Walleye with Basil-Tomato Sauce


King Salmon Confit

Servings: 2

Prep Time: 10 minutes

Cooking Time: 15 minutes

Ingredients:

  • 2 walleye fillets
  • 1 small shallot, minced
  • 10 ounces of grape/cherry tomatoes, halved
  • 2½ tablespoons of olive oil, separated
  • Splash of dry white wine
  • ½ teaspoon of dried basil
  • Splash of water
  • Kosher salt, to taste
  • Freshly cracked pepper, to taste
  • 2 tablespoons butter

Directions

Step 1

Rinse fillets under cold water and pat completely dry with paper towels. Season with kosher salt on both sides. Over medium-high, heat enough oil to coat the bottom of a non-stick skillet. When it starts to shimmer, lay the fish flesh-side down.





Step 2

Cook until the fish turns golden on the flesh side. You will cook the fish most of the way through on this side. Remove fish from the pan and set aside.





Step 3

Add 1 tablespoon of oil to the same pan. Reduce heat to medium, and then add shallot and a pinch of salt, stirring frequently, until softened. Add a splash of white wine, scrape the bottom of the pan and simmer until evaporated.





Step 4

Next, add tomatoes, basil and a splash of water. Bring to a boil and then reduce to a simmer. Cover and cook until tomatoes soften and turn into a sauce, about 7 minutes, stirring occasionally.

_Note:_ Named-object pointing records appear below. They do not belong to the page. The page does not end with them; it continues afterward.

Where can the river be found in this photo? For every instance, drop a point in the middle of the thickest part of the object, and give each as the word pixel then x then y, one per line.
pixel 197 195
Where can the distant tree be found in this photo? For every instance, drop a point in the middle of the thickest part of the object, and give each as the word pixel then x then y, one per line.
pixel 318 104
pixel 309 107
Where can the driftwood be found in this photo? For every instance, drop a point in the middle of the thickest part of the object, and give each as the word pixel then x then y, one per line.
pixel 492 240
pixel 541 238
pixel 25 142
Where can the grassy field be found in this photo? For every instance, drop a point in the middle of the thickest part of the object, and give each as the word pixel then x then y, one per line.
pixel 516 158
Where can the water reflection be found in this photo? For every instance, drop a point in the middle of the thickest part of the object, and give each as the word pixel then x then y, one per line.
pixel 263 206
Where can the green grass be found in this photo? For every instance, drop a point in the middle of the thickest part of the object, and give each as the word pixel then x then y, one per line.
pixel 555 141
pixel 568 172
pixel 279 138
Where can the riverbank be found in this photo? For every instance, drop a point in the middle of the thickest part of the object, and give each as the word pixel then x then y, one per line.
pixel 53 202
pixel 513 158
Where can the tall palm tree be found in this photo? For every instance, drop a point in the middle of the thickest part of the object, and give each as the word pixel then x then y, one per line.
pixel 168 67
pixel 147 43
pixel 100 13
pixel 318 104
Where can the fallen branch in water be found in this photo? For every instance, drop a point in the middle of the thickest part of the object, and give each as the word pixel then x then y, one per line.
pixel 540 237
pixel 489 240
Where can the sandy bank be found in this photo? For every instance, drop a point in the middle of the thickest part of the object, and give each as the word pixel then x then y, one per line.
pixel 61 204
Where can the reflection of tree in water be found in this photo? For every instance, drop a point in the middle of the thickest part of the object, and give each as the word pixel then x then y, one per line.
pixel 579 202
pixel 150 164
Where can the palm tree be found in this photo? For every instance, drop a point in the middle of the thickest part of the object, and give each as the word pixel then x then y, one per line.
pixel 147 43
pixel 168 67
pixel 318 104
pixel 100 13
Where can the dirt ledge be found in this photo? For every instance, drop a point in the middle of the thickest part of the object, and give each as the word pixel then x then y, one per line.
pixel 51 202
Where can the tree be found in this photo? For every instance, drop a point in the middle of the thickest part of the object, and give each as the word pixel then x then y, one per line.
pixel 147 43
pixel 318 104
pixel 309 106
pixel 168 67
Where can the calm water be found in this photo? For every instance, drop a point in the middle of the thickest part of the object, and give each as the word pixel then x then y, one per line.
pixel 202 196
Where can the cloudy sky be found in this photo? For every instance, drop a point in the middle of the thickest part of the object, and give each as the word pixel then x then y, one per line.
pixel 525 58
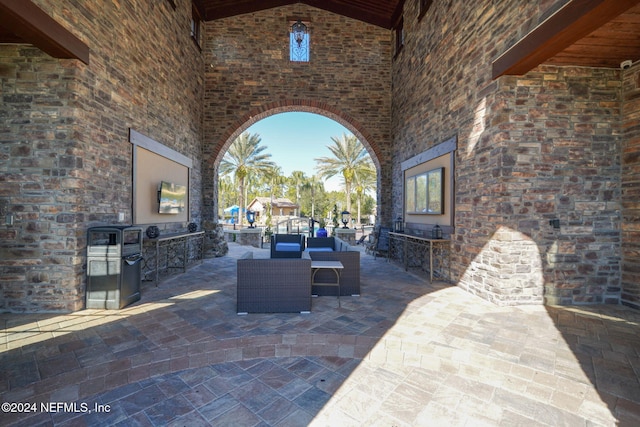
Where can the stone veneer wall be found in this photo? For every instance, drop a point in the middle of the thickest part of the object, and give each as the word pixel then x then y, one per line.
pixel 631 188
pixel 249 77
pixel 65 155
pixel 530 149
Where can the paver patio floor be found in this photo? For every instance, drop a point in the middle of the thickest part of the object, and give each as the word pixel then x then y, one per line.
pixel 404 353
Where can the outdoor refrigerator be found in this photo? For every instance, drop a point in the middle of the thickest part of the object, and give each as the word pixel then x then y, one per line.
pixel 114 258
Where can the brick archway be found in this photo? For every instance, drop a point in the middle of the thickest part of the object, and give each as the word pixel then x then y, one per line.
pixel 297 105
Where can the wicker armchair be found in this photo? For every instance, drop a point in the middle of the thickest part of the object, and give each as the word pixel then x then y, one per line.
pixel 350 259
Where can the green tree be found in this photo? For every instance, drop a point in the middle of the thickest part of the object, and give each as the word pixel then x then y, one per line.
pixel 275 182
pixel 349 157
pixel 245 157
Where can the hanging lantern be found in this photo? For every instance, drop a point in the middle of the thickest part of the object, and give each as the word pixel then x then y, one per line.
pixel 398 226
pixel 299 30
pixel 436 232
pixel 345 218
pixel 251 218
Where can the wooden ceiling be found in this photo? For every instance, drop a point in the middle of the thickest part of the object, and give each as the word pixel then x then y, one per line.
pixel 383 13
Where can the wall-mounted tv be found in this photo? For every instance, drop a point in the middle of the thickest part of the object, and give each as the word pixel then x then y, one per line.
pixel 172 198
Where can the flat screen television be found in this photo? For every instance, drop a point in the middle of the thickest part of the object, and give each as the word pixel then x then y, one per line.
pixel 172 198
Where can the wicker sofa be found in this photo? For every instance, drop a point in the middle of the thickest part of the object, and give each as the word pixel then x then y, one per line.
pixel 273 285
pixel 343 252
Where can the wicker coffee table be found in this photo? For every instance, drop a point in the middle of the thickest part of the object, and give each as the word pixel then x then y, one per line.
pixel 335 266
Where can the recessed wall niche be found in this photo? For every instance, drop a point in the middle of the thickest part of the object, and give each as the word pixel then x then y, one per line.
pixel 429 186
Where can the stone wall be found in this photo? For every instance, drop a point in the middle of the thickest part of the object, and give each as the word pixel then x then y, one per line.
pixel 65 155
pixel 249 76
pixel 530 149
pixel 631 188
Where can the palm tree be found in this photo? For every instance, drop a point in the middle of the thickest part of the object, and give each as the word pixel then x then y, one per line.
pixel 276 182
pixel 365 180
pixel 245 157
pixel 226 193
pixel 349 157
pixel 314 185
pixel 297 179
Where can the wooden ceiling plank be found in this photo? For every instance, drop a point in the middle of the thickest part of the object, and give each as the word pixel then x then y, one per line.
pixel 235 8
pixel 379 13
pixel 575 20
pixel 354 12
pixel 34 26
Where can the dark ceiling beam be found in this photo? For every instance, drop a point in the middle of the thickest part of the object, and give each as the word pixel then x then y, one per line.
pixel 397 14
pixel 354 12
pixel 379 18
pixel 240 7
pixel 575 20
pixel 35 27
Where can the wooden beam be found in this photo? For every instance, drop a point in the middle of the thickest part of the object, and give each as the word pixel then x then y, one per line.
pixel 34 26
pixel 575 20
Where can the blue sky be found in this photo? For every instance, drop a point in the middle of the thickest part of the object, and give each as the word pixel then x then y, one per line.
pixel 294 140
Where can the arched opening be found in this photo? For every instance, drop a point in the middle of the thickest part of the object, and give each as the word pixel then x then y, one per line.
pixel 245 123
pixel 295 165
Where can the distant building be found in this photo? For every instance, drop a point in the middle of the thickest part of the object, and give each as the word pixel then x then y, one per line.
pixel 281 207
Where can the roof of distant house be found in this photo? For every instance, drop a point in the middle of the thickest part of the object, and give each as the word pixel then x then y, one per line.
pixel 281 202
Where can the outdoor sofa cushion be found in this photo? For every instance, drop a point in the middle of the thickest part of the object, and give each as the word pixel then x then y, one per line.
pixel 287 245
pixel 320 249
pixel 291 247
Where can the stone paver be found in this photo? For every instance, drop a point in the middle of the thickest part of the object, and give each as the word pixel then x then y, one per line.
pixel 404 353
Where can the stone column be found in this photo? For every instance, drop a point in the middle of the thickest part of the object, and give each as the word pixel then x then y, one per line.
pixel 214 243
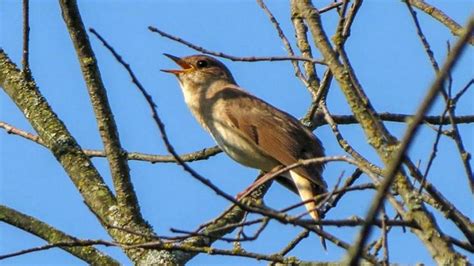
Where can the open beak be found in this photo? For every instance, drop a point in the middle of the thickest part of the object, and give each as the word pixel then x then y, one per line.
pixel 185 66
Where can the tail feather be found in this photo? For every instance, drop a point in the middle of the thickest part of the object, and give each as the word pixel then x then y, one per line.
pixel 307 192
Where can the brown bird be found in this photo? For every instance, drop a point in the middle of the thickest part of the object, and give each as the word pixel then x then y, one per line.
pixel 248 129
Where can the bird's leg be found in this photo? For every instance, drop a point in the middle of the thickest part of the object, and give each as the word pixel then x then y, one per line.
pixel 261 179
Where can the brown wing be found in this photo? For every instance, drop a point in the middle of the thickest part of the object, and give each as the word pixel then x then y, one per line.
pixel 277 133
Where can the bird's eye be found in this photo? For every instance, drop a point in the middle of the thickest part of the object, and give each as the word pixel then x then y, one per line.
pixel 202 64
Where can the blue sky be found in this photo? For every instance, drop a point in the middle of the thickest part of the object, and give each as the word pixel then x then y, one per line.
pixel 384 50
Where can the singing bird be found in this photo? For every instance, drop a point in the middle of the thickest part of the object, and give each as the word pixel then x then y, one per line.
pixel 248 129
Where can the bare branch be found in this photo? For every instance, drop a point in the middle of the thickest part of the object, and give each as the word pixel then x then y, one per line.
pixel 40 229
pixel 392 168
pixel 116 156
pixel 26 39
pixel 440 16
pixel 230 57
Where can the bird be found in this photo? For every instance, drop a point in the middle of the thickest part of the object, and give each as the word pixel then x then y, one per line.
pixel 249 130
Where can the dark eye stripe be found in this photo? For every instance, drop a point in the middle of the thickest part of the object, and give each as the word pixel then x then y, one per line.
pixel 202 64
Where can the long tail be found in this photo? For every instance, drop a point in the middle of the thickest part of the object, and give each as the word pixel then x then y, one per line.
pixel 306 191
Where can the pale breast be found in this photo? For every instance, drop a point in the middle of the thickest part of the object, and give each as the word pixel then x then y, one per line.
pixel 240 148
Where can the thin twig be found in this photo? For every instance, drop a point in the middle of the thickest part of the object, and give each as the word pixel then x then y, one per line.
pixel 392 168
pixel 26 39
pixel 231 57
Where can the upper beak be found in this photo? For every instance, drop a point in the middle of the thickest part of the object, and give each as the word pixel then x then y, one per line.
pixel 185 66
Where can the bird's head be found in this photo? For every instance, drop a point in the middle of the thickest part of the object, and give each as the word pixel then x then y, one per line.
pixel 199 70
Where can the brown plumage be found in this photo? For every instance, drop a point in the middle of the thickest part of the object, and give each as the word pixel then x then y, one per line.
pixel 249 130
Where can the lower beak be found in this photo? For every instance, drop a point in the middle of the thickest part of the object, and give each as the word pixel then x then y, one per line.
pixel 185 66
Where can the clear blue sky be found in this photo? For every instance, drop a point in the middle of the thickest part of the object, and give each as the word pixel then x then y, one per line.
pixel 384 49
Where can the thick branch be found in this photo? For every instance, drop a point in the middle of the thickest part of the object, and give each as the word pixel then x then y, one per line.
pixel 116 156
pixel 64 147
pixel 40 229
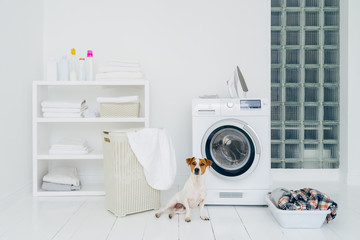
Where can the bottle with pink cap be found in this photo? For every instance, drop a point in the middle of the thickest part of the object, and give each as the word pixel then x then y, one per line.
pixel 89 66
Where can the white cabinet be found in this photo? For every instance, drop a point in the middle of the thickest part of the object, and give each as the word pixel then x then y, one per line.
pixel 47 131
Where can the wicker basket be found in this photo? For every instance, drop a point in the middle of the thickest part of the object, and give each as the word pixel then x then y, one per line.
pixel 126 188
pixel 130 109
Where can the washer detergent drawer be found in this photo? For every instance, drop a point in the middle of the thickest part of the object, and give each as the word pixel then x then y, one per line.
pixel 236 197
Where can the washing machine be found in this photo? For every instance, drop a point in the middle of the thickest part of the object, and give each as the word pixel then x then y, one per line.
pixel 235 134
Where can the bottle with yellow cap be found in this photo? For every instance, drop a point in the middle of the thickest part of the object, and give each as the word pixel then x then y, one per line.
pixel 73 75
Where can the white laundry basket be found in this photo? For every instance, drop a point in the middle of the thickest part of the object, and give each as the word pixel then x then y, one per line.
pixel 126 188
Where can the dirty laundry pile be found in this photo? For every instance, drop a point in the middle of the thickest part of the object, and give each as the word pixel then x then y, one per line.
pixel 304 199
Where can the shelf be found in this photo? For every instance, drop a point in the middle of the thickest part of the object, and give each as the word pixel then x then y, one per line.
pixel 70 157
pixel 47 131
pixel 126 82
pixel 90 120
pixel 86 190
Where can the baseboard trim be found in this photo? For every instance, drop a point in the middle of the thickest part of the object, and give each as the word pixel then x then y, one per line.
pixel 353 179
pixel 15 195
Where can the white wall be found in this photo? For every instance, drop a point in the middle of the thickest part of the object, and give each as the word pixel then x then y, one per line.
pixel 187 48
pixel 353 86
pixel 20 63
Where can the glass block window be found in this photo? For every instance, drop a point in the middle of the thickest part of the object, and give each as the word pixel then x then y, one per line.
pixel 305 84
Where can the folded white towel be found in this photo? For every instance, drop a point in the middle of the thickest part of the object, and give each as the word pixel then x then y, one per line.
pixel 64 110
pixel 63 175
pixel 59 187
pixel 127 99
pixel 69 148
pixel 68 152
pixel 105 69
pixel 155 152
pixel 115 75
pixel 123 64
pixel 71 142
pixel 120 60
pixel 62 115
pixel 63 104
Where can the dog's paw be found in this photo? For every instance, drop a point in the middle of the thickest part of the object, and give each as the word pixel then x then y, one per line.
pixel 205 218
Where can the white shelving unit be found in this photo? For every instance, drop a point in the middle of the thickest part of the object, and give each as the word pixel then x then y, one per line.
pixel 47 131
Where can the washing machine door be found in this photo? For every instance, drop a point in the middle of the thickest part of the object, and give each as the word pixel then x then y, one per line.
pixel 233 147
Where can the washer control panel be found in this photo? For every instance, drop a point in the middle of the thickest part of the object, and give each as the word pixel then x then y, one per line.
pixel 230 107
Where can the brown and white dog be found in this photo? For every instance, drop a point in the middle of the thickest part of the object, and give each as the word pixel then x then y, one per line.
pixel 193 194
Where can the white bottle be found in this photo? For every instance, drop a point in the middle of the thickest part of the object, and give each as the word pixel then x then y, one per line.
pixel 64 69
pixel 51 70
pixel 82 72
pixel 73 76
pixel 89 66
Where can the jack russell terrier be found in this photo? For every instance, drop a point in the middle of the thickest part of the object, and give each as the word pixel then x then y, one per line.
pixel 193 194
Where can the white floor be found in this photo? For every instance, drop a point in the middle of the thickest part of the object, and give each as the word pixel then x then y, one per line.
pixel 86 218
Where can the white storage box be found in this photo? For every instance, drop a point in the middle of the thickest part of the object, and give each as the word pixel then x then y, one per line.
pixel 298 218
pixel 119 109
pixel 126 189
pixel 119 106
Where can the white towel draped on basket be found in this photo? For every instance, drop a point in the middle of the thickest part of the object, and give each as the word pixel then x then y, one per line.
pixel 155 152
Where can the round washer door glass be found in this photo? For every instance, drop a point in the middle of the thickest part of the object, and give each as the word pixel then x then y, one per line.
pixel 231 149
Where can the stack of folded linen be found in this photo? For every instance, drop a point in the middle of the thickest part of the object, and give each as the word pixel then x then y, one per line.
pixel 70 146
pixel 61 179
pixel 119 69
pixel 66 109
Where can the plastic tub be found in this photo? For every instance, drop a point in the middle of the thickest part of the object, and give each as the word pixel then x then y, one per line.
pixel 297 218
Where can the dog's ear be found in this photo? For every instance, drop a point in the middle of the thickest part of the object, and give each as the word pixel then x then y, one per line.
pixel 208 162
pixel 189 160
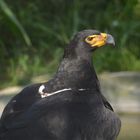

Add more water if necessary.





Next, stir in butter and season with salt and pepper to taste.





Step 5

Lay walleye, skin-side down, on top of the sauce. Cover the pan and simmer on low for 2-3 minutes, or until fish warms through and re-moistens. Turn off heat, drizzle olive oil on top and serve with rice, couscous or orzo.